NVIDIA-Merlin / core

Core Utilities for NVIDIA Merlin
Apache License 2.0
19 stars 14 forks source link

Fix udf op #342

Closed jperez999 closed 1 year ago

jperez999 commented 1 year ago

This PR fixes issues with the UDF op outlined here https://github.com/NVIDIA-Merlin/systems/issues/360. This issue occurs when the user defined function is created with a targeted framework. However if the function is setup with a specific framework, the output would end up as the framework specified. This causes issues with the expected output (which should be the same as the input). The fix added here uses a dictionary instead of an input type collection. After the collection is complete we create a dataframe to ensure continued support for downstream operators.

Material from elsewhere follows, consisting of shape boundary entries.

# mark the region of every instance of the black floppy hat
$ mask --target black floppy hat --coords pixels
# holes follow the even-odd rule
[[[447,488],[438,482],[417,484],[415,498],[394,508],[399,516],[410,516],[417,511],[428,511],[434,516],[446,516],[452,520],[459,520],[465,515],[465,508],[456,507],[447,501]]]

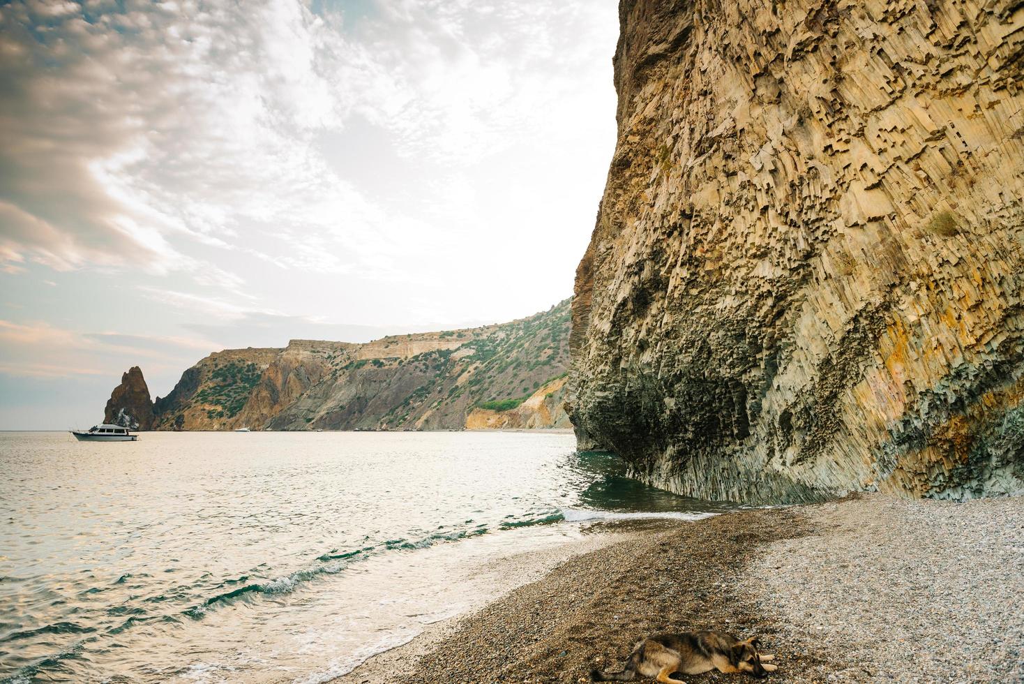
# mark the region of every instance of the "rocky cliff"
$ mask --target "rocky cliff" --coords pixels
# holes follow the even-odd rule
[[[103,410],[103,422],[132,430],[152,430],[154,419],[150,388],[145,385],[142,370],[133,366],[121,376],[121,384],[111,392]]]
[[[467,430],[568,428],[565,413],[565,376],[555,378],[518,405],[503,409],[477,407],[466,417]]]
[[[1024,488],[1024,5],[623,0],[571,417],[675,491]]]
[[[226,349],[157,397],[152,420],[161,430],[462,429],[475,408],[520,402],[564,376],[568,336],[565,300],[495,326]],[[527,427],[564,425],[561,399],[560,385],[549,389]]]

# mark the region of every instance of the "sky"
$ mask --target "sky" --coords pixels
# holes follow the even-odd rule
[[[0,4],[0,429],[572,292],[615,0]]]

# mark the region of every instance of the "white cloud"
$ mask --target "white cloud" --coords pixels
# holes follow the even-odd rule
[[[29,284],[0,318],[84,330],[83,303],[117,302],[111,335],[216,345],[546,308],[614,144],[614,4],[4,4],[0,276]],[[4,362],[153,348],[74,335]]]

This is necessary to be able to all the different types of inputs possible (i.e. TensorTable, Cudf Dataframe, Pandas Dataframe). If using tensortable, it will be converted before the next operator in the executor.

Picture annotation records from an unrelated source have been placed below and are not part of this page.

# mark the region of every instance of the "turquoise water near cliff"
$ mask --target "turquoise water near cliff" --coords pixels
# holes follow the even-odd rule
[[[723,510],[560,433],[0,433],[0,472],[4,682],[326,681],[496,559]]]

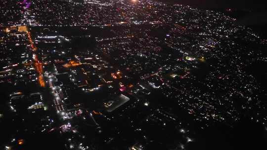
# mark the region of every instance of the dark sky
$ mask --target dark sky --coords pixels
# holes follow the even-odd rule
[[[202,8],[236,8],[265,9],[264,0],[160,0],[162,1],[188,4]]]

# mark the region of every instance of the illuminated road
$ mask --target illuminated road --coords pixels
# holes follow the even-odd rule
[[[36,54],[37,51],[37,48],[34,45],[34,43],[33,42],[33,40],[32,39],[32,36],[31,33],[28,31],[28,29],[27,30],[27,34],[28,34],[28,38],[29,39],[29,41],[30,41],[31,47],[32,47],[32,49],[33,52],[33,60],[34,61],[34,67],[35,68],[35,70],[39,74],[38,81],[39,82],[40,85],[41,87],[44,87],[45,86],[45,82],[44,80],[44,75],[43,75],[43,63],[40,62],[40,61],[38,59],[38,56]]]

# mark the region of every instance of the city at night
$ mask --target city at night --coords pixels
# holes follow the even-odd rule
[[[267,149],[261,0],[0,3],[0,150]]]

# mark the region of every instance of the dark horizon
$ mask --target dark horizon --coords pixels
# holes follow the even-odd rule
[[[159,0],[160,1],[186,4],[202,8],[227,8],[266,11],[267,6],[263,0]]]

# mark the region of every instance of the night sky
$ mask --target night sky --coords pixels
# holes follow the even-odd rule
[[[203,8],[237,8],[241,9],[266,10],[265,1],[261,0],[160,0]]]

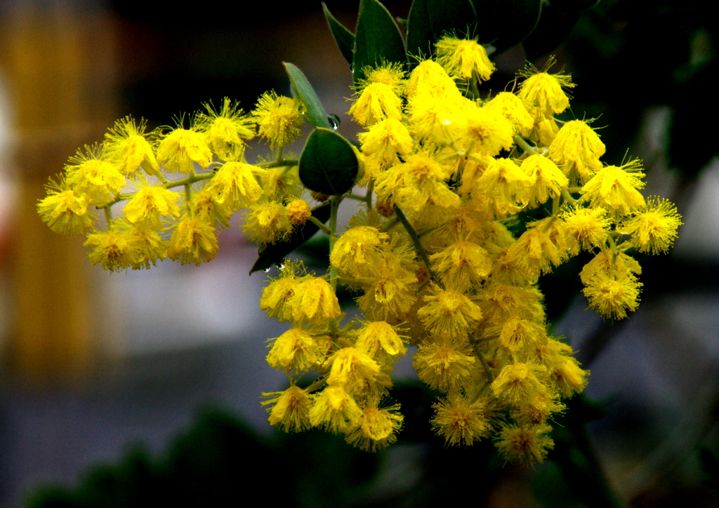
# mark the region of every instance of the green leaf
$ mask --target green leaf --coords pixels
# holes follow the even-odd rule
[[[312,216],[321,223],[329,219],[331,211],[329,206],[321,206],[312,211]],[[257,253],[257,259],[255,262],[249,274],[260,270],[266,270],[273,264],[281,263],[288,254],[312,238],[319,228],[313,222],[308,221],[302,226],[295,228],[288,241],[281,244],[273,244],[264,248],[260,248]]]
[[[551,4],[545,5],[536,28],[522,42],[527,60],[536,62],[556,50],[579,19],[579,11],[564,13]]]
[[[314,88],[307,80],[307,78],[294,64],[283,62],[285,70],[290,76],[290,90],[293,96],[298,97],[305,105],[307,111],[307,120],[313,127],[324,127],[330,129],[332,126],[327,118],[327,111],[324,111],[322,103],[315,93]]]
[[[300,180],[305,187],[328,195],[344,194],[354,185],[359,164],[344,137],[329,129],[315,129],[300,156]]]
[[[402,34],[390,11],[377,0],[361,0],[354,31],[354,84],[364,78],[365,67],[389,62],[404,65],[406,60]]]
[[[334,42],[337,43],[339,52],[344,57],[344,60],[351,66],[352,65],[352,52],[354,47],[354,34],[350,32],[344,24],[337,21],[332,14],[327,9],[327,6],[322,2],[322,9],[324,10],[324,17],[327,19],[327,24],[329,25],[329,30],[332,32]]]
[[[477,16],[470,0],[414,0],[407,23],[407,54],[429,57],[445,32],[472,36]]]
[[[526,37],[539,19],[541,0],[475,0],[480,42],[503,51]]]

github-actions[bot] commented 1 year ago

Documentation preview

https://nvidia-merlin.github.io/core/review/pr-342

oliverholworthy commented 1 year ago

It's probably worth adding a test for this situation where we pass a pandas data frame but the user defined function returns a cudf series and/or the other way around

jperez999 commented 1 year ago

It's probably worth adding a test for this situation where we pass a pandas data frame but the user defined function returns a cudf series and/or the other way around

Test added.